XML Spy bug: predicate evaluation order

The Xpath 2.0 specification describes predicates and specifically predicate ordering with

“In the case of multiple adjacent predicates, the predicates are applied from left to right, and the result of applying each predicate serves as the input sequence for the following predicate.”
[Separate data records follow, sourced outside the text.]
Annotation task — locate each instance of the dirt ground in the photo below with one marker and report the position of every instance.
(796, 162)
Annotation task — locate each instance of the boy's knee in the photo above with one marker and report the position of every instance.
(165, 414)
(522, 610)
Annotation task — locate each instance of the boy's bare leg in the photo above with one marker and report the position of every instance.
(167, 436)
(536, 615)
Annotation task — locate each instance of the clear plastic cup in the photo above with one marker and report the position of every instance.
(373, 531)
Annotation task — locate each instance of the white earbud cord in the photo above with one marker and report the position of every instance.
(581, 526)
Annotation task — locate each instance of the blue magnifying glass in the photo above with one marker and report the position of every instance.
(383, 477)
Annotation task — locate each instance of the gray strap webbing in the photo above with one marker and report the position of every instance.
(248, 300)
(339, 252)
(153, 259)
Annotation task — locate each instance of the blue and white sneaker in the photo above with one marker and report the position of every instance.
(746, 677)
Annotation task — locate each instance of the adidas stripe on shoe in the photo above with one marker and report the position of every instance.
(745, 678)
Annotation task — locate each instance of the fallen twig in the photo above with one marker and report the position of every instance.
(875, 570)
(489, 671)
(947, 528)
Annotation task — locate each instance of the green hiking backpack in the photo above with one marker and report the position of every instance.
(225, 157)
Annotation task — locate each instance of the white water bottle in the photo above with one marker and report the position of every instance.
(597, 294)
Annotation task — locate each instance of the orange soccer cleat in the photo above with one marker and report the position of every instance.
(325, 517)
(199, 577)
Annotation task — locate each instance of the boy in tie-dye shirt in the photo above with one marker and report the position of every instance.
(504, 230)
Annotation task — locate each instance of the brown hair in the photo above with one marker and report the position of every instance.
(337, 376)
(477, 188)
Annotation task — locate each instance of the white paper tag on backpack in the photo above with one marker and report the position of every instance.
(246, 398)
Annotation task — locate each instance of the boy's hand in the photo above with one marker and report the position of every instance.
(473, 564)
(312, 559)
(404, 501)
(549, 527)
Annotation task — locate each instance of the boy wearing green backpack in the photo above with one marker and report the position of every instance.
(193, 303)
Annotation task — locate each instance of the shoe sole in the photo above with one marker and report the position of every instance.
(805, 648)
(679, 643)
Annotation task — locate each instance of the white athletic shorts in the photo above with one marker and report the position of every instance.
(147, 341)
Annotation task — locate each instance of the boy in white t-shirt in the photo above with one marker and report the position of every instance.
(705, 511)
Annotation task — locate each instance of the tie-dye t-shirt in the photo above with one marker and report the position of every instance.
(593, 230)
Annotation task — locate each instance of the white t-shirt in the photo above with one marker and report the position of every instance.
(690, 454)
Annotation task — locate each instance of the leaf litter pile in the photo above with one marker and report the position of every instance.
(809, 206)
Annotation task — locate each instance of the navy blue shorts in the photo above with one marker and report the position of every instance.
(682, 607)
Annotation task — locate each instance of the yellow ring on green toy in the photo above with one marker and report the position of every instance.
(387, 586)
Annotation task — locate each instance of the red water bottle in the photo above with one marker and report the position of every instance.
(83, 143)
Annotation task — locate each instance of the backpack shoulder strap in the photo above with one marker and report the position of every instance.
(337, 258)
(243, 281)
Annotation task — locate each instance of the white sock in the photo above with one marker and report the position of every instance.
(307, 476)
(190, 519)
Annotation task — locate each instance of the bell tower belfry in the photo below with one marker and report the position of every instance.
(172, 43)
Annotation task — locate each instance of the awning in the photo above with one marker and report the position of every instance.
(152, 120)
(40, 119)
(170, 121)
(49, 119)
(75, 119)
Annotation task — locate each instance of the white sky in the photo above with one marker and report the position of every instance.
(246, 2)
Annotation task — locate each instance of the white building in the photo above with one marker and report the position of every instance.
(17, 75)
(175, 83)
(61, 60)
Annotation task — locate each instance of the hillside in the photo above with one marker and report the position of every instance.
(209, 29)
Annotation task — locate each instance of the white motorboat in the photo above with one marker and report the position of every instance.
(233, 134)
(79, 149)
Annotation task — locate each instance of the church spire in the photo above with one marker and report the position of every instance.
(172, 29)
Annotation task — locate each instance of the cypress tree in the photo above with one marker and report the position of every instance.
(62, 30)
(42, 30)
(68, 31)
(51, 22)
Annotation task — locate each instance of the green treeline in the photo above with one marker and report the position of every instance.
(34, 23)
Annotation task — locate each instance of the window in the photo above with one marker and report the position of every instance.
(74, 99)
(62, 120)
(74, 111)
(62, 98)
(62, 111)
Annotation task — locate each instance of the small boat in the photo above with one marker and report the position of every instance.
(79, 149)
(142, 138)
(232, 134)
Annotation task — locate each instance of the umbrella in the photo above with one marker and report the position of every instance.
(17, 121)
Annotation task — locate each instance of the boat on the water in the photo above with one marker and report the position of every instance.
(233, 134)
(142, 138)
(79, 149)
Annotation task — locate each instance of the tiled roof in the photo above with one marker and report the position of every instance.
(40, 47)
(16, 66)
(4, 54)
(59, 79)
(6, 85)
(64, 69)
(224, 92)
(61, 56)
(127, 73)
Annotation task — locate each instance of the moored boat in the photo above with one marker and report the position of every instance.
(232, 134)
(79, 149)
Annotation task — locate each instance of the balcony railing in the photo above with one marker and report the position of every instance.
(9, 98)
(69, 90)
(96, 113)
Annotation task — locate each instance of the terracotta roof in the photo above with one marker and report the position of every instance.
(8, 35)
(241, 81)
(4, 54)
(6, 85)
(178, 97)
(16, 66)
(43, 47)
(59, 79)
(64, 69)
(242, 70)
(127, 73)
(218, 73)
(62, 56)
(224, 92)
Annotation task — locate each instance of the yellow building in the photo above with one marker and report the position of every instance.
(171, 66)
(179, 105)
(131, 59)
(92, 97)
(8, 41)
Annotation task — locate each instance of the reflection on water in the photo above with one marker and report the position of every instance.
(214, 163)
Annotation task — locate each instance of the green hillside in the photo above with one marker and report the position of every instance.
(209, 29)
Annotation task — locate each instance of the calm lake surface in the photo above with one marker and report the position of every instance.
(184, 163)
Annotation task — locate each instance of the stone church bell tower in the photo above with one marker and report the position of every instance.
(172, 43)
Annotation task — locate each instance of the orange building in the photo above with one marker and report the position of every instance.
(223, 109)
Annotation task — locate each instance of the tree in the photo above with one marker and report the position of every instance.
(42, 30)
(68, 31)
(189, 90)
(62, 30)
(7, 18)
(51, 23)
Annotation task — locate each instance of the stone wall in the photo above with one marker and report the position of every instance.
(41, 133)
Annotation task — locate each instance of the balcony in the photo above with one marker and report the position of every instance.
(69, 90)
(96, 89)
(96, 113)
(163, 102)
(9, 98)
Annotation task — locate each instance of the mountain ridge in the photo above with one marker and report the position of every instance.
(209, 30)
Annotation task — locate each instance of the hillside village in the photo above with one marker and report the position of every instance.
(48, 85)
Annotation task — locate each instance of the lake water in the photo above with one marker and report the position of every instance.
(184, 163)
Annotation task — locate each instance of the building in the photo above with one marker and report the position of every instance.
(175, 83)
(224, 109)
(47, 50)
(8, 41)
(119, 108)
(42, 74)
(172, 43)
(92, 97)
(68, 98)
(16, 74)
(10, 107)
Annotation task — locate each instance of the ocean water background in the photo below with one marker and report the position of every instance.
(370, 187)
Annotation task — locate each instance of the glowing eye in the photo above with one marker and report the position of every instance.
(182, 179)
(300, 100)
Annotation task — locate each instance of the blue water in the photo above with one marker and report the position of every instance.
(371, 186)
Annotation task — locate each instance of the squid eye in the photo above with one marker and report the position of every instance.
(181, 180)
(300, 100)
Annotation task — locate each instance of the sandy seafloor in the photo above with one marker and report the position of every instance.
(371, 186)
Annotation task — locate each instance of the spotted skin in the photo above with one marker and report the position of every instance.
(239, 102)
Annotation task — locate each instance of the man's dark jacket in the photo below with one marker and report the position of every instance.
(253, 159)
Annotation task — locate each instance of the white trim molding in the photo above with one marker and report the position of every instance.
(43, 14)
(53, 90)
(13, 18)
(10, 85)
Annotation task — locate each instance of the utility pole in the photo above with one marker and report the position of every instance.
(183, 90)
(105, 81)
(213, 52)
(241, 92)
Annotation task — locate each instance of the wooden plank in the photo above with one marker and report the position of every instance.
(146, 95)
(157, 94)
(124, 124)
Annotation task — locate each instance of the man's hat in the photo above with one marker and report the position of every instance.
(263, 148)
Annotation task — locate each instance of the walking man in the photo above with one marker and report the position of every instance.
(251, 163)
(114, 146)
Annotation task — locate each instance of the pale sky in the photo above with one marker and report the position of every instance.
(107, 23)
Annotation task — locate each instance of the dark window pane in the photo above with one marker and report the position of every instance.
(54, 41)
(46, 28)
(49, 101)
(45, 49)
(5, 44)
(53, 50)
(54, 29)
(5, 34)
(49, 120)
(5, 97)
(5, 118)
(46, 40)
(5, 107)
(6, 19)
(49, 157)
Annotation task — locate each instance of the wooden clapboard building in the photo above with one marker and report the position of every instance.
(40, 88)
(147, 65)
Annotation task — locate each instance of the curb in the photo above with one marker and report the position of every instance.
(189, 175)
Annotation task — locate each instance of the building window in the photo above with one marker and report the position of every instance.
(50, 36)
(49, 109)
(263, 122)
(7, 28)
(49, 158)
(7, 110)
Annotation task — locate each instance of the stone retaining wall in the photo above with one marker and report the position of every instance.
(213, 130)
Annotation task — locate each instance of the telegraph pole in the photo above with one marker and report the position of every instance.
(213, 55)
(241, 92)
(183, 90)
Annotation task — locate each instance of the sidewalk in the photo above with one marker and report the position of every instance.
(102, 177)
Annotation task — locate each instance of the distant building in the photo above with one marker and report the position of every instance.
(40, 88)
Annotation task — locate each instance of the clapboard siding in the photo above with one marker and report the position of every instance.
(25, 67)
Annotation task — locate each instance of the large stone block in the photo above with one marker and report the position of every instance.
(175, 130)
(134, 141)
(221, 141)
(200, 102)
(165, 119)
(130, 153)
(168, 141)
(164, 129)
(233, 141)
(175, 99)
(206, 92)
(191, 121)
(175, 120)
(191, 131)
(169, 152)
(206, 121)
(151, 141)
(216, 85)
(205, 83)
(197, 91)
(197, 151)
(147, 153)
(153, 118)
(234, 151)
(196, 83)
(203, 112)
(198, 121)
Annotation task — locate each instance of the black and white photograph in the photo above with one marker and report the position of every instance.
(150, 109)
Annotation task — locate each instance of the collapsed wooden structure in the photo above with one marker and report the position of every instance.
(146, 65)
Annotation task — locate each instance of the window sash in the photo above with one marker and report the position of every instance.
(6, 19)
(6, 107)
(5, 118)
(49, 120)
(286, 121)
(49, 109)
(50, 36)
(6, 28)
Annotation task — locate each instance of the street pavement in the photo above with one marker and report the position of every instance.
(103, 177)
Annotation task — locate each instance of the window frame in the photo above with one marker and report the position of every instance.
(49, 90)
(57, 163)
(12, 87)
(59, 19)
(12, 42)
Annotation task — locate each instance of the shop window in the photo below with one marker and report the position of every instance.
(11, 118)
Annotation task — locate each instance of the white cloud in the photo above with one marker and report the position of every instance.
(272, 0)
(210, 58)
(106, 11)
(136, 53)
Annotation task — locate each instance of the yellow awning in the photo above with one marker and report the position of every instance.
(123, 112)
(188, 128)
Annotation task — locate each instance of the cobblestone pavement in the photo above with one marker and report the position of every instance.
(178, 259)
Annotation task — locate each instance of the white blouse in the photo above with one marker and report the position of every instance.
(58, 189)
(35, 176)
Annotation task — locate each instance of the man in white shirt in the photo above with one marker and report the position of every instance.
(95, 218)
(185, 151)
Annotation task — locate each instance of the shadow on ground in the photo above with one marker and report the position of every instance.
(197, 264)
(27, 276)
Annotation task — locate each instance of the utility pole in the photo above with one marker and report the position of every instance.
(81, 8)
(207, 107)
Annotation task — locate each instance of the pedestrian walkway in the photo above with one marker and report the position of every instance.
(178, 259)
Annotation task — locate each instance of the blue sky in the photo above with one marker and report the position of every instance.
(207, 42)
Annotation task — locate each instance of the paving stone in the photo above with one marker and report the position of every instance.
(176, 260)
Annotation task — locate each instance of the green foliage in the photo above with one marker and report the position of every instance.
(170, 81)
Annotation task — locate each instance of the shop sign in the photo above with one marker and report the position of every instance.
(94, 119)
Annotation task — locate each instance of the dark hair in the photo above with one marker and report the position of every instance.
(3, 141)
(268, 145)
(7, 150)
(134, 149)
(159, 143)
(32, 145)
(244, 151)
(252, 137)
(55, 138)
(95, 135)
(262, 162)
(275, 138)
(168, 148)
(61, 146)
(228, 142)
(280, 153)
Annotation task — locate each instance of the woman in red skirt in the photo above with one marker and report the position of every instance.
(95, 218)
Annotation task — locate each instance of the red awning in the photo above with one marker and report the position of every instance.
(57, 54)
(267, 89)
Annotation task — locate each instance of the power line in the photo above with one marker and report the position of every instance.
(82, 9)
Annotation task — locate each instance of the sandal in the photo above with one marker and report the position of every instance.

Unfortunately XML Spy seems to have a bug. Given the following example, again taken from the Xpath 2.0 spec:

<bib><book><title>TCP/IP Illustrated</title><author>Stevens</author><publisher>Addison-Wesley</publisher></book><book><title>Advanced Programming in the Unix Environment</title><author>Stevens</author><publisher>Addison-Wesley</publisher></book><book><title>Data on the Web</title><author>Abiteboul</author><author>Buneman</author><author>Suciu</author></book></bib>

The Xpath expression (evaluated from the root) of bib/book/author[. = "Stevens"][1] should evaluate to a single author element with the value “Stevens” – that is, it should, by the definition cited above, evaluate to the same thing as (bib/book/author[. = "Stevens"])[1]. Unfortunately it does not – the former evaluates to two author elements with the value “Stevens”, the latter evaluates to a single author element with the value “Stevens”.Bummer.I am running XML Spy version 2006, sp2 – Enterprise Edition.